The squadron leader shook her head. “Two ships and a munitions depot. During the Datsot Counteroffensive, we were blowing up more Grass Eaters than that every day for weeks.”
“Well, their main defense fleet showed up with twelve squadrons and more on the way. I’m just happy everyone followed my orders to withdraw,” Grionc joked.
Loenda pointed a claw at her. “You jest, but I was tempted. We all were.”
“None more than me,” Grionc assured her. She touched the scar on the right of her snout, a reminder from a loss at Uidquu. “We’ll get there, Loenda.”
“I sure hope so. I want to burn Znos to the ground in my lifetime. Or at least watch our new friends do it. Malgeir knows they’ll do it without hesitation, those grass-thirsty critters. They just need the right motivation.”
Grionc smiled, recalling a previous conversation with Loenda. “Perhaps… at the head of your own fleet? Did you give that promotion idea some thought from the last time we talked?”
Loenda pointed an accusatory claw at her again. “This again? No! Not in a million years. I like my job. I’m too old to learn a new one. Fleet commander? There isn’t even a position open in the Navy that I’m aware.”
Grionc sniffed. “Not yet, but you know the other fleets. With those idiots in charge? It’s a matter of time.”

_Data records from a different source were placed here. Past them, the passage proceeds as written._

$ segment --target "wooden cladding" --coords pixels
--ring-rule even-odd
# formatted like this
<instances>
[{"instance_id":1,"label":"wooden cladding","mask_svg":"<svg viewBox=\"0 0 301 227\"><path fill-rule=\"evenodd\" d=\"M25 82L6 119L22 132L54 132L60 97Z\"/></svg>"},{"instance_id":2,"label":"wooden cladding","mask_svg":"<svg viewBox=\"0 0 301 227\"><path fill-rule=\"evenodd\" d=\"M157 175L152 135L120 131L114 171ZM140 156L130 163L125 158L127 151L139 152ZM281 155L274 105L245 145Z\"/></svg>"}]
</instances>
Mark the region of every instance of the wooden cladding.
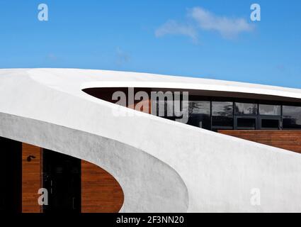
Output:
<instances>
[{"instance_id":1,"label":"wooden cladding","mask_svg":"<svg viewBox=\"0 0 301 227\"><path fill-rule=\"evenodd\" d=\"M32 145L22 144L22 212L40 213L38 204L38 191L42 187L42 149Z\"/></svg>"},{"instance_id":2,"label":"wooden cladding","mask_svg":"<svg viewBox=\"0 0 301 227\"><path fill-rule=\"evenodd\" d=\"M301 153L301 131L219 131L219 133Z\"/></svg>"},{"instance_id":3,"label":"wooden cladding","mask_svg":"<svg viewBox=\"0 0 301 227\"><path fill-rule=\"evenodd\" d=\"M123 192L108 172L81 161L81 212L117 213L123 204Z\"/></svg>"}]
</instances>

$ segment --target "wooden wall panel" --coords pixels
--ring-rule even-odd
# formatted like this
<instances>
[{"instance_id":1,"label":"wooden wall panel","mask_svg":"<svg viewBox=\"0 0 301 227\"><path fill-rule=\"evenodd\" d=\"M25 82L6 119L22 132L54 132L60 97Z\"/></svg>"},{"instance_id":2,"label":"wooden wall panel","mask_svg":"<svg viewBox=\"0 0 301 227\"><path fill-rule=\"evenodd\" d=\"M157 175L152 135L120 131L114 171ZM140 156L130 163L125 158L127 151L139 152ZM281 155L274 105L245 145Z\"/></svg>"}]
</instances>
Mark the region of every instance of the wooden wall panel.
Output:
<instances>
[{"instance_id":1,"label":"wooden wall panel","mask_svg":"<svg viewBox=\"0 0 301 227\"><path fill-rule=\"evenodd\" d=\"M41 148L26 143L22 145L22 212L41 213L38 204L41 188ZM30 162L28 157L34 156Z\"/></svg>"},{"instance_id":2,"label":"wooden wall panel","mask_svg":"<svg viewBox=\"0 0 301 227\"><path fill-rule=\"evenodd\" d=\"M219 133L301 153L300 131L219 131Z\"/></svg>"},{"instance_id":3,"label":"wooden wall panel","mask_svg":"<svg viewBox=\"0 0 301 227\"><path fill-rule=\"evenodd\" d=\"M123 204L123 192L109 173L81 161L81 212L117 213Z\"/></svg>"}]
</instances>

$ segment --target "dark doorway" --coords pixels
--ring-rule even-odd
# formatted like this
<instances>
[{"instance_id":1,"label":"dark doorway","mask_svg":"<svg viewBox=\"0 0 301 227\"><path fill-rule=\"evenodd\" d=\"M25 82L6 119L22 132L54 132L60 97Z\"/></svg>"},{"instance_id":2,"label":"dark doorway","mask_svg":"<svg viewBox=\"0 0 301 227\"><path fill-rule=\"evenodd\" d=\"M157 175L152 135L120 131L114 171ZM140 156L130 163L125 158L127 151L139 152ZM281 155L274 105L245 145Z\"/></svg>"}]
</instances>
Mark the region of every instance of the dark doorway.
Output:
<instances>
[{"instance_id":1,"label":"dark doorway","mask_svg":"<svg viewBox=\"0 0 301 227\"><path fill-rule=\"evenodd\" d=\"M43 187L48 205L43 211L81 212L81 160L43 150Z\"/></svg>"},{"instance_id":2,"label":"dark doorway","mask_svg":"<svg viewBox=\"0 0 301 227\"><path fill-rule=\"evenodd\" d=\"M22 143L0 137L0 211L21 213Z\"/></svg>"}]
</instances>

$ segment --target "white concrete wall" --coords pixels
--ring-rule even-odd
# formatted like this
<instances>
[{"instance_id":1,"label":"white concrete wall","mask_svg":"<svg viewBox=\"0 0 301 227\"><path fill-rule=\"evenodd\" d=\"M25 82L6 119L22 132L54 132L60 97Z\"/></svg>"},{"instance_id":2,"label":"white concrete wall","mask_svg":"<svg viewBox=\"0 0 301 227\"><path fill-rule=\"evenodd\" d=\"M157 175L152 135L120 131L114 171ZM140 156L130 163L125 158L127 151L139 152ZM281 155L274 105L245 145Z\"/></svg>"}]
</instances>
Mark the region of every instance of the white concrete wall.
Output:
<instances>
[{"instance_id":1,"label":"white concrete wall","mask_svg":"<svg viewBox=\"0 0 301 227\"><path fill-rule=\"evenodd\" d=\"M80 90L101 75L93 70L0 70L0 135L104 167L125 191L123 211L301 211L300 155L143 113L113 116L113 110L134 111ZM118 84L118 75L113 77ZM296 98L299 92L286 90ZM68 133L59 133L62 128ZM74 132L81 140L74 140ZM138 170L141 174L128 178ZM254 188L261 190L261 206L250 203Z\"/></svg>"}]
</instances>

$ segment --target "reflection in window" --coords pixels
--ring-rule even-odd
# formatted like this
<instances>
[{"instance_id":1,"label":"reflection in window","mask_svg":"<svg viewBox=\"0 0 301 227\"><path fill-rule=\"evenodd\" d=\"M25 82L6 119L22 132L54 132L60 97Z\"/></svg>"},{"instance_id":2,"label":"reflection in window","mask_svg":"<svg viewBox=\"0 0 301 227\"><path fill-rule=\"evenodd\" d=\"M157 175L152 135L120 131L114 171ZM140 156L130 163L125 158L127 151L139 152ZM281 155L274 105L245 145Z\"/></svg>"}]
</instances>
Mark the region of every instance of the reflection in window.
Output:
<instances>
[{"instance_id":1,"label":"reflection in window","mask_svg":"<svg viewBox=\"0 0 301 227\"><path fill-rule=\"evenodd\" d=\"M281 106L259 104L261 115L281 115Z\"/></svg>"},{"instance_id":2,"label":"reflection in window","mask_svg":"<svg viewBox=\"0 0 301 227\"><path fill-rule=\"evenodd\" d=\"M233 128L233 102L212 101L212 127Z\"/></svg>"},{"instance_id":3,"label":"reflection in window","mask_svg":"<svg viewBox=\"0 0 301 227\"><path fill-rule=\"evenodd\" d=\"M189 101L189 120L188 124L210 130L210 102L207 101Z\"/></svg>"},{"instance_id":4,"label":"reflection in window","mask_svg":"<svg viewBox=\"0 0 301 227\"><path fill-rule=\"evenodd\" d=\"M256 115L257 104L236 102L234 112L237 115Z\"/></svg>"},{"instance_id":5,"label":"reflection in window","mask_svg":"<svg viewBox=\"0 0 301 227\"><path fill-rule=\"evenodd\" d=\"M301 106L283 106L283 128L301 128Z\"/></svg>"},{"instance_id":6,"label":"reflection in window","mask_svg":"<svg viewBox=\"0 0 301 227\"><path fill-rule=\"evenodd\" d=\"M233 103L231 101L212 101L213 116L233 116Z\"/></svg>"},{"instance_id":7,"label":"reflection in window","mask_svg":"<svg viewBox=\"0 0 301 227\"><path fill-rule=\"evenodd\" d=\"M248 130L256 130L256 118L237 118L237 128L238 129L248 129Z\"/></svg>"},{"instance_id":8,"label":"reflection in window","mask_svg":"<svg viewBox=\"0 0 301 227\"><path fill-rule=\"evenodd\" d=\"M261 119L261 128L278 130L279 120Z\"/></svg>"}]
</instances>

“None since our grass-eating advisors took control of our strategic planning,” Loenda pointed out. “One of the downsides of not losing all the time, I guess. All the incompetents get to stay on. Though, I heard a couple of them got canned due to pressure from the advisors, so that’s a plus.”
“See? You’re thinking like a fleet commander already,” Grionc grinned.
“Nice try, but like I said, I like my job. You’ll have to shoot me before you can drag me into a fleet command chair.”
“Temping as that is— oh, huh, that does give me an idea,” Grionc said. “You’re itching to go on the offensive, right? I want you to run offensive fleet exercises with our simulation computers. Strategic exercises. We’ve got the computers now, we can run them ourselves.”
“Oh? What’s the target?”
“Like you said: Plorve, Priplae, Uidquu, and then roll up the whole axis until we crush them against Stoers, right? And we’ll try a few other options too. I’ll send you the parameters and scenarios later. I want you to come up with the plans and contingencies with your squadron, and we’ll run every squadron leader through it until we get a green light from our friends.”
Loenda’s eyes lit up, then narrowed in suspicion. “Wait. This isn’t part of some subtle ploy to turn me into a fleet commander against my will, right?”
“Of course it is,” Grionc’s grin widened to her whole snout. “But that won’t stop you from trying your best, will it?”